Superfad takes Chapman back to Scarborough

We caught up with Geraint Owen, a big Monty Python fan and managing partner at award-winning US design and life-action production company Superfad, who worked on the sequence based around Graham’s teenage holiday to Scaroborough with his parents, and were the only company out of all those involved who had read Graham’s memoir previously.

DA:  What made you decide to work on the Chapman film?

GO: "First off, my love of Monty Python goes way, way back. They influenced so many of us. The opportunity to contribute a manageable chunk of a feature film was a wonderful opportunity, and gave our team a chance to stretch, bring some fresh thinking, and really challenge themselves creatively."

DA:  Why did you chose to work on the 'Scarborough' sequence?

GO: "Well, truth be told, we wanted the ‘Sit on my face’ sequence – who wouldn’t? – but another shop got it first. So we picked ‘Teen Sex’ and ‘Fish Shop’, not realising at the time that Fish Shop is part two of the Scarborough sequence."

"The Scarborough sequence does represent a pivotal time in Graham’s life, and we wanted to explore how to best tell that part of his story. By placing it entirely in the tiny Ford Anglia, we were able to create that feeling of being unable to escape, that claustrophobia…that’s something people identify with. We wanted to challenge ourselves to make that palpable, as visceral as possible."

Graham Chapman's father from storyboard to layout to final render

DA: What was the design process like?

GO: "Once we got the audio, we began storyboarding, then shared the boards with the filmmakers, got some very good feedback, and made revisions.

"Simultaneously, we began designing the characters, and shared a wide range of styles, including 3D modeling and illustration. We went through quite a bit of back and forth, maybe three or four rounds with the directors, then agreed to lock down the characters and begin to model in 3D. At the same time, we were developing the town and other environments.

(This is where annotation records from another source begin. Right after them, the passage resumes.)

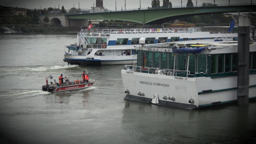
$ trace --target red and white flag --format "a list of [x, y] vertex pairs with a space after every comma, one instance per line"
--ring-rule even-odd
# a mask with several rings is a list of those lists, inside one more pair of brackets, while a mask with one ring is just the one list
[[87, 30], [89, 30], [89, 29], [92, 28], [92, 23], [91, 23], [88, 26], [88, 28], [87, 28]]

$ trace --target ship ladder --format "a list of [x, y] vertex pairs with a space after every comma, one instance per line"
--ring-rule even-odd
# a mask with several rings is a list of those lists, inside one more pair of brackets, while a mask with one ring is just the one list
[[152, 93], [153, 96], [152, 97], [152, 101], [151, 102], [153, 104], [157, 104], [158, 103], [158, 93]]
[[139, 50], [139, 57], [138, 58], [139, 60], [139, 61], [138, 61], [138, 62], [139, 62], [139, 63], [138, 64], [138, 66], [139, 67], [141, 66], [141, 61], [143, 60], [141, 59], [142, 51], [142, 50]]

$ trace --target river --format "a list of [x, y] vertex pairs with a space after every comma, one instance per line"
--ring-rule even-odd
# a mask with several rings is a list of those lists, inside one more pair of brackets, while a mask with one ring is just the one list
[[[124, 100], [124, 66], [80, 67], [63, 60], [72, 35], [0, 35], [0, 141], [20, 144], [256, 142], [256, 101], [196, 110]], [[50, 93], [45, 77], [96, 81]]]

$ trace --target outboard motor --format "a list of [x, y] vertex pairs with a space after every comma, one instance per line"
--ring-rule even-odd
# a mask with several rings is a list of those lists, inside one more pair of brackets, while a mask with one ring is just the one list
[[42, 86], [42, 90], [43, 91], [47, 91], [47, 86], [43, 85]]

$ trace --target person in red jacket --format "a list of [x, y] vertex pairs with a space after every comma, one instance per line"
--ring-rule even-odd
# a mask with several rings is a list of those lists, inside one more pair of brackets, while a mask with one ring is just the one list
[[85, 71], [84, 70], [84, 72], [83, 72], [82, 74], [82, 76], [83, 76], [83, 81], [84, 82], [85, 82]]
[[64, 78], [63, 78], [62, 76], [62, 74], [61, 74], [60, 75], [60, 76], [59, 77], [59, 82], [60, 85], [61, 85], [63, 84], [63, 80], [64, 79]]
[[89, 81], [89, 75], [88, 73], [86, 73], [85, 77], [85, 82], [87, 83]]

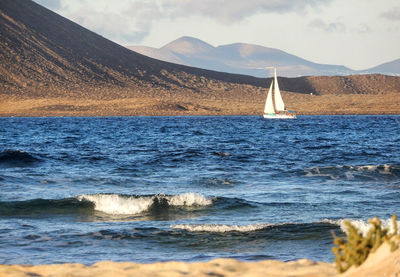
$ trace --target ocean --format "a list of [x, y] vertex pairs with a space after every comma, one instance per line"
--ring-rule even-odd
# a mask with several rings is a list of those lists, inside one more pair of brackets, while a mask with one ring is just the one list
[[0, 118], [0, 263], [308, 258], [400, 215], [400, 116]]

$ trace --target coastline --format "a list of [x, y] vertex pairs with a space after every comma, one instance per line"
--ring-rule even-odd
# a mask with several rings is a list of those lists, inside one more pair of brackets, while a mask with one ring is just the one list
[[[396, 115], [400, 97], [392, 94], [310, 95], [284, 92], [297, 115]], [[17, 98], [0, 95], [0, 117], [215, 116], [261, 115], [264, 95], [253, 99], [132, 97], [116, 99]]]
[[384, 243], [357, 268], [343, 274], [336, 271], [334, 264], [313, 262], [306, 259], [282, 262], [265, 260], [242, 262], [234, 259], [215, 259], [209, 262], [162, 262], [139, 264], [131, 262], [102, 261], [90, 266], [82, 264], [52, 265], [0, 265], [0, 276], [7, 277], [61, 277], [61, 276], [141, 276], [141, 277], [184, 277], [184, 276], [398, 276], [400, 274], [400, 249], [391, 252]]

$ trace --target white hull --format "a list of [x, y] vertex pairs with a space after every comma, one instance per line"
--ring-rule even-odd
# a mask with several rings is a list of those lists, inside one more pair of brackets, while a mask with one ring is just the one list
[[295, 119], [296, 115], [294, 115], [294, 114], [264, 114], [263, 117], [265, 119]]
[[[272, 90], [272, 87], [274, 90]], [[268, 90], [265, 100], [264, 114], [265, 119], [295, 119], [296, 115], [292, 111], [285, 109], [285, 103], [279, 90], [278, 78], [276, 77], [276, 68], [274, 70], [274, 79]]]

Superfad's design for the schoolboy Graham
Superfad's design for Graham's father
Superfad's design for Graham's mother

"The entire film was rendered for stereoscopic 3D, which means rendering for left and right channels, in other words: twice the number of frames! Because of the tight deadline, we opted to go with [a feel that was] more stop-motion, by holding on 2s.

"Another factor was the use of Arnold global illumination renderer, which increases render times, but looks beautiful. So once it again, it made sense to animate on 2s and sometimes 4s.

"In the end, this was a stylistic choice informed by some very practical reasons. It shortened our render time, and helped us meet the delivery schedule. And we think it worked quite nicely.

Interestingly, we were one of the first studios to say ‘Yes’, so our character development was a bit further along. Because of that, we helped influence the overall style of several of the key characters; namely Graham’s father and mother."